There are two types of cervical cancer: squamous cell carcinoma and adenocarcinoma. They are differentiated based on their appearance under microscopic observation. Squamous cells have a thin, flat exterior while adenocarcinomas have cells that show secretory functions. Squamous cell carcinoma is accounts almost 90% of cervical carcinoma cases.
There are several risk factors for the development of cervical cancer, both genetic and environmental. These include:
Early cervical cancer is asymptomatic, and that is why customary screening by a Pap smear is significant for averting the development of precancerous lesions or noninvasive cancer. As per the US guidelines released in March 2012, an annual Pap smear is recommended for women over 21 years. People having a history of normal Pap smears and a radical hysterectomy may not need to undergo this screening. After every five years, the American Cancer Society suggests screening with Pap smear and HPV DNA testing from the age 30-65 years. Women that have prenatal exposure to diethylstilbestrol (DES), a previous history of cervical cancer or a disease that deteriorate their immune system, should continue with the screening even after 65 years.
If a Pap smear reveals abnormal cells, further diagnostic tests are performed to determine a diagnosis. Irregular cells could indicate:
Human Papillomavirus Infection
Cervical Intraepithelial Neoplasia (CIN): See the next page for details on this pre-cancerous condition.
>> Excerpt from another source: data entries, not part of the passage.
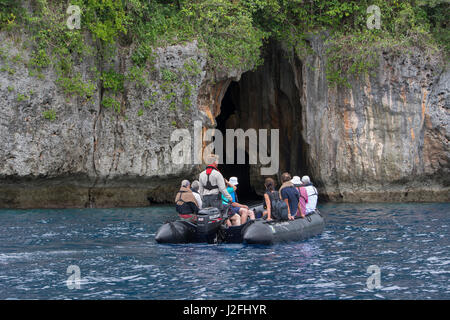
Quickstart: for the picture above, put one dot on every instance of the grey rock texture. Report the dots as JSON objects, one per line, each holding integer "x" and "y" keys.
{"x": 91, "y": 156}
{"x": 383, "y": 139}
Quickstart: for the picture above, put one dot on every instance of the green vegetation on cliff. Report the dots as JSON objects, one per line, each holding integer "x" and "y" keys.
{"x": 231, "y": 32}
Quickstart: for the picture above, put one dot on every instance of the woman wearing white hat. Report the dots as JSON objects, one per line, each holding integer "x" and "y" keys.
{"x": 303, "y": 195}
{"x": 238, "y": 213}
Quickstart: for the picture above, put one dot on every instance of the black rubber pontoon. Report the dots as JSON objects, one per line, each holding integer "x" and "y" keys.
{"x": 270, "y": 232}
{"x": 210, "y": 228}
{"x": 205, "y": 229}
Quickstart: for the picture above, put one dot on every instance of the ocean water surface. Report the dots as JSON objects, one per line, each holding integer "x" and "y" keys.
{"x": 118, "y": 258}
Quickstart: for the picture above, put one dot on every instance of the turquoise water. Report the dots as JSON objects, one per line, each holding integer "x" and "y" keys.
{"x": 118, "y": 257}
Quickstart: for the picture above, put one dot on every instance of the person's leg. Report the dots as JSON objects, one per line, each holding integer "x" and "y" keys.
{"x": 244, "y": 215}
{"x": 251, "y": 214}
{"x": 235, "y": 220}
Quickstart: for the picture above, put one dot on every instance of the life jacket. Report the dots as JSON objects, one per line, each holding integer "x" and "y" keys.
{"x": 208, "y": 185}
{"x": 278, "y": 207}
{"x": 185, "y": 202}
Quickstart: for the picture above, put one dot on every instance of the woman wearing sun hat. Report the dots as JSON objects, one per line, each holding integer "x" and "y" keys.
{"x": 239, "y": 213}
{"x": 303, "y": 195}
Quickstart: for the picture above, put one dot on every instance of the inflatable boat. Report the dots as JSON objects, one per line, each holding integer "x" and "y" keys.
{"x": 210, "y": 228}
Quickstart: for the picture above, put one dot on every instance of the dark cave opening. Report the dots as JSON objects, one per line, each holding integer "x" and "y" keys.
{"x": 268, "y": 97}
{"x": 229, "y": 109}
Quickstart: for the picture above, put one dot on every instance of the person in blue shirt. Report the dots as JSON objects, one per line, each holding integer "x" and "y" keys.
{"x": 239, "y": 213}
{"x": 290, "y": 195}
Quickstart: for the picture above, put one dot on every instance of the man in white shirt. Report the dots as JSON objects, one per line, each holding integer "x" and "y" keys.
{"x": 194, "y": 187}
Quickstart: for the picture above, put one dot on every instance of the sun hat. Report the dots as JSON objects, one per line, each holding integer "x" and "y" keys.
{"x": 233, "y": 181}
{"x": 296, "y": 180}
{"x": 306, "y": 180}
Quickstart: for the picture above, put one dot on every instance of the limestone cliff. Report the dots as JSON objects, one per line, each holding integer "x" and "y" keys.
{"x": 383, "y": 139}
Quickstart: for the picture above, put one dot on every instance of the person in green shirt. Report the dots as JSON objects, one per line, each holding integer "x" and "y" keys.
{"x": 238, "y": 213}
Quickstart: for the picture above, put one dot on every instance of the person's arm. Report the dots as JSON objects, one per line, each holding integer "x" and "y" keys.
{"x": 221, "y": 184}
{"x": 285, "y": 198}
{"x": 200, "y": 185}
{"x": 267, "y": 200}
{"x": 194, "y": 207}
{"x": 302, "y": 214}
{"x": 200, "y": 202}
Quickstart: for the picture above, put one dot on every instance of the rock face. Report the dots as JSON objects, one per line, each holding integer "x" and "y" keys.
{"x": 384, "y": 139}
{"x": 92, "y": 156}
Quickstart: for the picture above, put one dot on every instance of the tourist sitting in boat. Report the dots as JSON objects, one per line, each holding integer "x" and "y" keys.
{"x": 194, "y": 187}
{"x": 186, "y": 204}
{"x": 290, "y": 195}
{"x": 303, "y": 196}
{"x": 212, "y": 184}
{"x": 236, "y": 208}
{"x": 312, "y": 195}
{"x": 275, "y": 208}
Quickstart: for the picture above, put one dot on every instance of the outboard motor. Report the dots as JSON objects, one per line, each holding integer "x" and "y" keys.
{"x": 208, "y": 223}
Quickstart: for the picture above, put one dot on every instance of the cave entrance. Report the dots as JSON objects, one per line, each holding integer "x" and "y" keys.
{"x": 227, "y": 119}
{"x": 269, "y": 97}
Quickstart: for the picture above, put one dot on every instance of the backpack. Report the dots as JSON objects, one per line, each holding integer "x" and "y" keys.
{"x": 279, "y": 210}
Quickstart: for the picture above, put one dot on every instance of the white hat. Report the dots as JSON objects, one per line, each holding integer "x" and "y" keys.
{"x": 296, "y": 180}
{"x": 233, "y": 181}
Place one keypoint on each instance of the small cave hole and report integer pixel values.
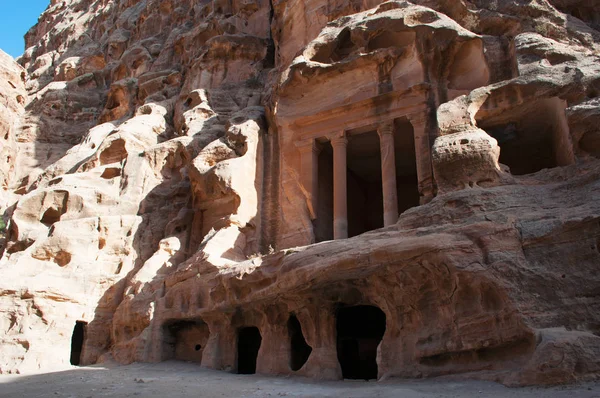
(360, 329)
(300, 350)
(51, 216)
(77, 342)
(249, 341)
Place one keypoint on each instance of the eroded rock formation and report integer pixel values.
(327, 188)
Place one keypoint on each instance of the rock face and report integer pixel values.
(326, 188)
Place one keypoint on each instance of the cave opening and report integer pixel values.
(323, 225)
(184, 340)
(360, 329)
(249, 341)
(300, 350)
(77, 340)
(365, 196)
(364, 189)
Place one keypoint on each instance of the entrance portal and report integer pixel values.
(249, 341)
(185, 340)
(77, 342)
(359, 332)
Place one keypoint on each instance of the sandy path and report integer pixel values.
(176, 379)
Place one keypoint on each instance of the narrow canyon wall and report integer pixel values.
(172, 187)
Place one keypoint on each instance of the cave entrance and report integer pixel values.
(300, 350)
(249, 340)
(364, 195)
(407, 182)
(77, 342)
(323, 225)
(185, 340)
(533, 138)
(359, 332)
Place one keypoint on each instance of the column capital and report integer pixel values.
(308, 145)
(385, 128)
(339, 138)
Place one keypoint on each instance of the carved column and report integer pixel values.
(309, 172)
(423, 156)
(339, 142)
(388, 173)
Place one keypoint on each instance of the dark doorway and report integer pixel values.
(365, 197)
(185, 340)
(359, 332)
(77, 342)
(407, 184)
(249, 340)
(532, 138)
(300, 350)
(323, 225)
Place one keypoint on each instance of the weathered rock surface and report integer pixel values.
(174, 173)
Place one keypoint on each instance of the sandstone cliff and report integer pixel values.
(175, 172)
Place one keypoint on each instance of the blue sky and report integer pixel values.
(16, 18)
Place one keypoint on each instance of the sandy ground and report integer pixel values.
(177, 379)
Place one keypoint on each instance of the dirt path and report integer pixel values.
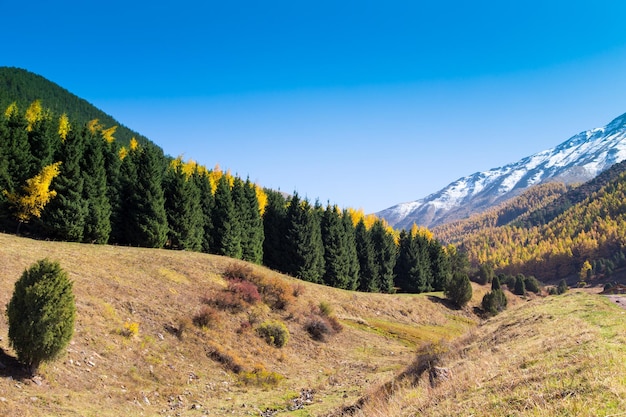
(620, 300)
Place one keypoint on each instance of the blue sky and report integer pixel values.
(364, 104)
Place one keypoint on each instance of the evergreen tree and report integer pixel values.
(98, 216)
(385, 253)
(252, 225)
(440, 264)
(336, 260)
(66, 216)
(41, 314)
(115, 191)
(304, 255)
(520, 286)
(21, 165)
(42, 135)
(459, 289)
(182, 206)
(412, 270)
(353, 259)
(207, 204)
(275, 231)
(226, 229)
(369, 276)
(147, 226)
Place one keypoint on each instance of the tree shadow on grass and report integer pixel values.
(10, 367)
(444, 301)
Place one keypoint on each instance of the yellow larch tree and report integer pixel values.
(64, 126)
(107, 134)
(36, 194)
(34, 113)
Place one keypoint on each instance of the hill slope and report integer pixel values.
(172, 367)
(24, 87)
(578, 159)
(555, 356)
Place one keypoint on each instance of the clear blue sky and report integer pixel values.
(365, 104)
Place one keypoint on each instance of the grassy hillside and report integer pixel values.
(135, 350)
(555, 356)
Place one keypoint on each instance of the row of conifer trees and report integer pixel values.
(77, 183)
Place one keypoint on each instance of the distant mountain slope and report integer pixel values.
(578, 159)
(24, 87)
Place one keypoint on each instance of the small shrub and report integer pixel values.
(325, 308)
(41, 314)
(275, 333)
(532, 284)
(244, 327)
(184, 324)
(260, 377)
(131, 329)
(238, 271)
(229, 360)
(494, 302)
(245, 290)
(207, 317)
(318, 328)
(298, 290)
(459, 289)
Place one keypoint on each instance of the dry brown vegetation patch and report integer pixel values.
(136, 350)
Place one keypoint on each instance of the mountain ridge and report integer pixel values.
(578, 159)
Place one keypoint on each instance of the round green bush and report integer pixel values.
(275, 333)
(41, 314)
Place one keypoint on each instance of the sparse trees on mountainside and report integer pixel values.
(132, 194)
(459, 289)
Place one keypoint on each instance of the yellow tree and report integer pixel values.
(64, 126)
(36, 195)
Further tests are necessary to make a diagnosis. Additional tests that may be performed include:
Biopsy: removal of a small sample of tissue for examination by a pathologist. The procedure is typically done without anesthesia and is associated with minimal pain or bleeding. It is possible to perform the biopsy during a colposcopy.
If the diagnostic tests signify the occurrence of cancer, further imaging (CT, MRI, etc.) may be performed to establish the location and degree of the disease.
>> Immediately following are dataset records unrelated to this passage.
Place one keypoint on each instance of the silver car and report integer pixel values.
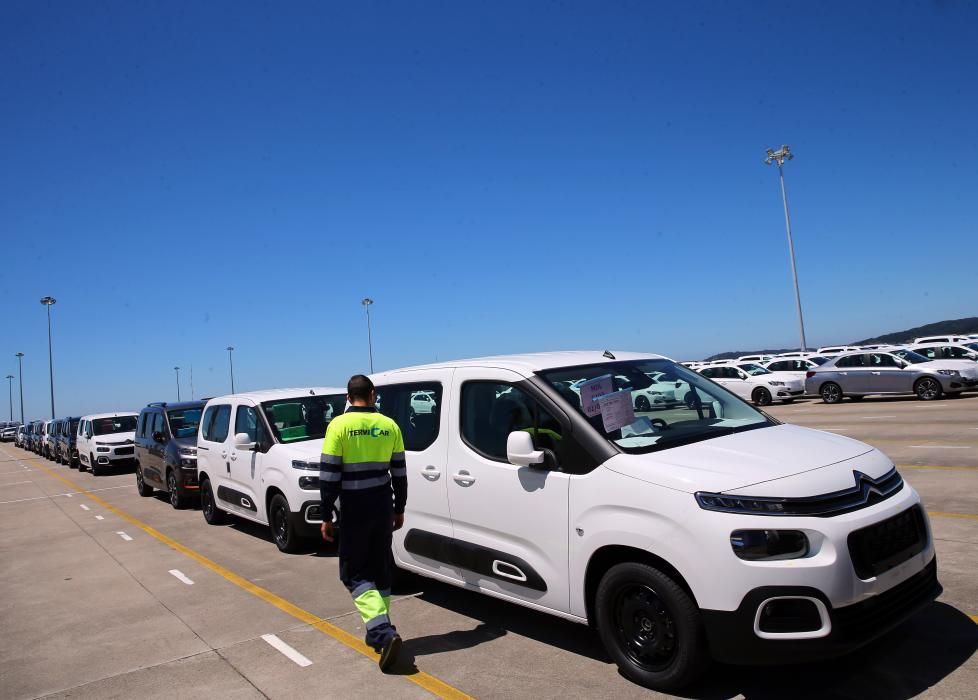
(892, 372)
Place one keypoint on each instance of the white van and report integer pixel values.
(705, 531)
(106, 440)
(258, 458)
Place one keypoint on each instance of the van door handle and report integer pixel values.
(463, 478)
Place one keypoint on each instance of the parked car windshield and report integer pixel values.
(303, 417)
(911, 356)
(116, 424)
(703, 410)
(184, 421)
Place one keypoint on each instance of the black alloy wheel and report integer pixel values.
(284, 534)
(142, 487)
(208, 506)
(762, 397)
(831, 392)
(928, 389)
(650, 626)
(177, 499)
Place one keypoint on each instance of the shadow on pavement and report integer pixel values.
(903, 664)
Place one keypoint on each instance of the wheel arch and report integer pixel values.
(609, 555)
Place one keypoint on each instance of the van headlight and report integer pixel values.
(770, 545)
(307, 466)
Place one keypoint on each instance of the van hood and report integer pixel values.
(749, 459)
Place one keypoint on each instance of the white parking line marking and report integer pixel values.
(180, 576)
(941, 447)
(286, 650)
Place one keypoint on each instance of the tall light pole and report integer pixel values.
(367, 302)
(49, 302)
(780, 156)
(20, 361)
(231, 366)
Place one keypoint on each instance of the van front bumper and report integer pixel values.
(733, 638)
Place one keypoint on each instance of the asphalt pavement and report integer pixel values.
(105, 594)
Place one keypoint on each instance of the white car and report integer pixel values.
(258, 459)
(712, 531)
(830, 350)
(755, 383)
(941, 339)
(946, 351)
(754, 358)
(106, 440)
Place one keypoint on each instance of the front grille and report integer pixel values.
(880, 547)
(866, 619)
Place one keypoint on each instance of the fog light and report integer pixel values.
(309, 482)
(771, 545)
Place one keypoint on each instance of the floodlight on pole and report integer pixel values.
(780, 156)
(49, 302)
(367, 303)
(231, 366)
(20, 362)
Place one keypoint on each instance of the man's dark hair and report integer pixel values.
(359, 387)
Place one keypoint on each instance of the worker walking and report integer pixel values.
(363, 465)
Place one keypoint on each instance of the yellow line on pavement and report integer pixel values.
(939, 514)
(430, 683)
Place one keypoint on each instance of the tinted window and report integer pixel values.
(490, 412)
(217, 421)
(416, 408)
(303, 417)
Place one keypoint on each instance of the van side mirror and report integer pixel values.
(519, 450)
(243, 442)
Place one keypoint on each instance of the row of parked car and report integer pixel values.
(704, 529)
(930, 367)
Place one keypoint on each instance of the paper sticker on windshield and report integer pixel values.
(616, 410)
(593, 389)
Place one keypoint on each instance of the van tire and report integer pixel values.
(279, 522)
(208, 505)
(650, 626)
(142, 488)
(177, 499)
Typically, early cervical cancer is asymptomatic. Whitish or foul smelling discharge maybe the first symptom, abnormal vaginal bleeding can occur once the cancer becomes invasive.
Depending on the stage and location of the cancer, several different treatments are used for cervical cancer
Cryosurgery: used for pre-invasive cancer; kills cancer cells by freezing them with a metal probe that has been cooled by liquid nitrogen.
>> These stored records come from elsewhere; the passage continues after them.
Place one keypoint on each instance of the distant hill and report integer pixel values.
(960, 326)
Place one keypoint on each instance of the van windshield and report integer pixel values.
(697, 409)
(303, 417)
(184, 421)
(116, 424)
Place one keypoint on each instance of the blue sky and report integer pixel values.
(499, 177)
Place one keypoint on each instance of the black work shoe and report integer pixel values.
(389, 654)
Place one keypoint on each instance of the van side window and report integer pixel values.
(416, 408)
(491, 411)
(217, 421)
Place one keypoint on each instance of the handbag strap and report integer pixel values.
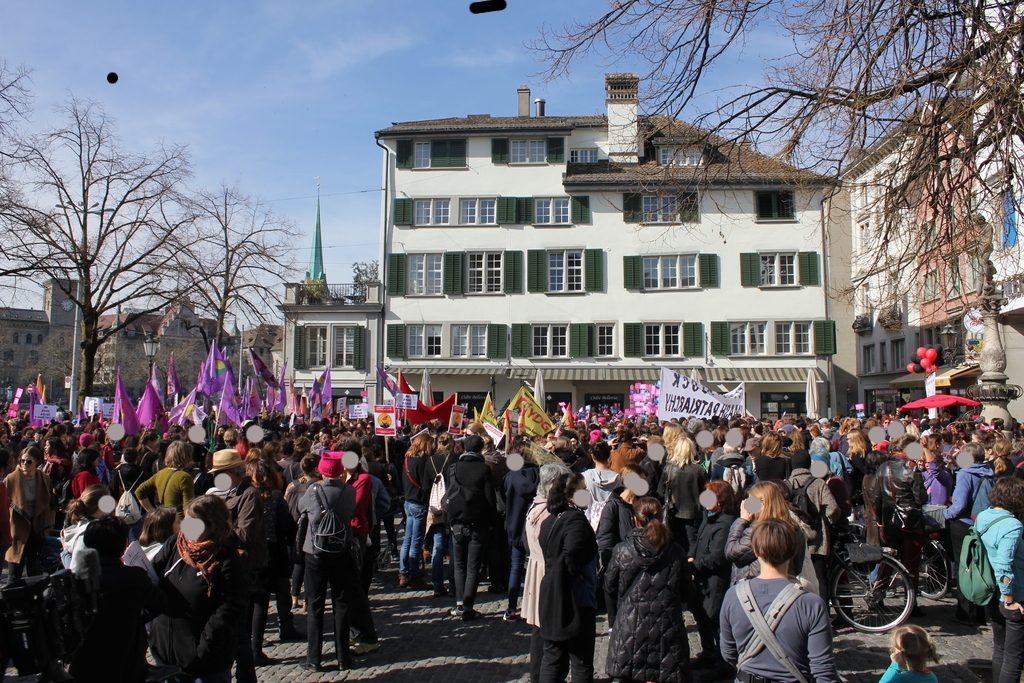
(764, 634)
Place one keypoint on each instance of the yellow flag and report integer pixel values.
(487, 414)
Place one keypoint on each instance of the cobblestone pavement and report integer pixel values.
(421, 642)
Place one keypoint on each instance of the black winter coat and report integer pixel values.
(647, 589)
(199, 630)
(711, 569)
(520, 488)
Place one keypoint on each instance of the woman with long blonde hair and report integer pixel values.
(682, 482)
(767, 500)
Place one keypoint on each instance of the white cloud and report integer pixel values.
(328, 60)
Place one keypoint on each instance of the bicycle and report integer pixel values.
(870, 590)
(936, 574)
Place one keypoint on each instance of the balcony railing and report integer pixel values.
(317, 294)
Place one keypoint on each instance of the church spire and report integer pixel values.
(315, 270)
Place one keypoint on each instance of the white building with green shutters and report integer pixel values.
(599, 249)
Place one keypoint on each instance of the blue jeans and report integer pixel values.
(516, 573)
(412, 543)
(441, 545)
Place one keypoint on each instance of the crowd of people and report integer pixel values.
(732, 521)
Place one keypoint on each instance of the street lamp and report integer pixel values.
(150, 346)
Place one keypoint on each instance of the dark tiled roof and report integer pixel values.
(484, 123)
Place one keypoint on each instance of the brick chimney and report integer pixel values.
(624, 129)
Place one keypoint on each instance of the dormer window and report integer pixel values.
(678, 157)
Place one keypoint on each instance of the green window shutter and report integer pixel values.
(455, 267)
(633, 340)
(750, 269)
(824, 337)
(506, 210)
(396, 341)
(524, 210)
(580, 208)
(498, 346)
(299, 349)
(556, 150)
(359, 348)
(396, 274)
(520, 340)
(581, 340)
(499, 150)
(402, 212)
(537, 270)
(513, 272)
(594, 269)
(693, 340)
(708, 265)
(403, 154)
(632, 209)
(719, 338)
(457, 154)
(633, 272)
(808, 264)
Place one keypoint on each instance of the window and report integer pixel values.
(484, 272)
(565, 270)
(747, 338)
(583, 156)
(551, 211)
(867, 358)
(527, 152)
(477, 212)
(678, 157)
(424, 273)
(430, 212)
(422, 157)
(315, 346)
(344, 347)
(660, 339)
(469, 341)
(605, 340)
(662, 272)
(550, 340)
(931, 285)
(778, 269)
(899, 352)
(793, 338)
(775, 205)
(424, 340)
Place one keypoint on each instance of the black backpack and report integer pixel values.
(331, 536)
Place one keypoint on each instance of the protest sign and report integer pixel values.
(684, 397)
(456, 421)
(384, 421)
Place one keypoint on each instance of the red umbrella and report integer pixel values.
(938, 400)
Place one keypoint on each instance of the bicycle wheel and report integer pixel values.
(872, 597)
(935, 582)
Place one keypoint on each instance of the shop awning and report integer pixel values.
(949, 375)
(908, 381)
(761, 375)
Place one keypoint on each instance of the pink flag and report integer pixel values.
(124, 412)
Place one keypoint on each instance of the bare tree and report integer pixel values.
(86, 210)
(242, 258)
(940, 82)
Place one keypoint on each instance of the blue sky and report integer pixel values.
(269, 94)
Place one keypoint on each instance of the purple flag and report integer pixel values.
(227, 414)
(124, 412)
(173, 386)
(148, 406)
(260, 369)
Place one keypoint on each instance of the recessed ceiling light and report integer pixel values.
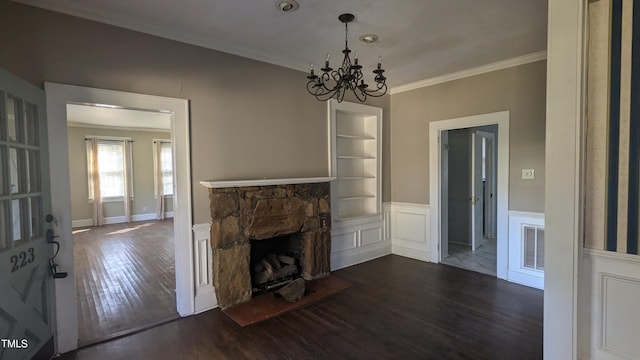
(369, 38)
(287, 5)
Laser Surgery: used for pre-invasive cancer; laser beams are used to burn off abnormal cells or remove tissue for further study.
Cone Biopsy: used to preserve fertility in women with early stage cancer or to obtain a sample for further study; a cone-shaped section of tissue is taken from the cervix
Simple Hysterectomy: the uterus and cervix are removed either through the vagina or the abdominal wall; results in infertility.
Radical Hysterectomy and Pelvic Lymph Node Dissection: the uterus, upper vagina and lymph nodes are removed through the vagina or the abdominal wall; results in infertility.
Pelvic Externation: for recurrent cancer; radical hysterectomy is accompanied by removal of the bladder, vagina, rectum and part of the colon; results in infertility.
Either internal (also called brachytherapy) or external radiation can treat cervical cancer. Radiation treatments make use of high-energy rays to kill cancer cells. Radiation can be used either alone or in combination with other treatments like chemotherapy to alleviate cancer.
Chemotherapy or chemo means using an assortment of drugs to treat cancer. These drugs kill the dividing cells so that their growth can be controlled. Some of the chemotherapy agents are naturally occurring elements and some are man-made chemicals.
Note:- In Cervical Cancer mostly radiation and chemotherapy are given at the same time. The rationale is that the low levels of chemotherapy given make the cancer cells more sensitive to the radiation. The technique is called chemo radiotherapy or radio sensitization.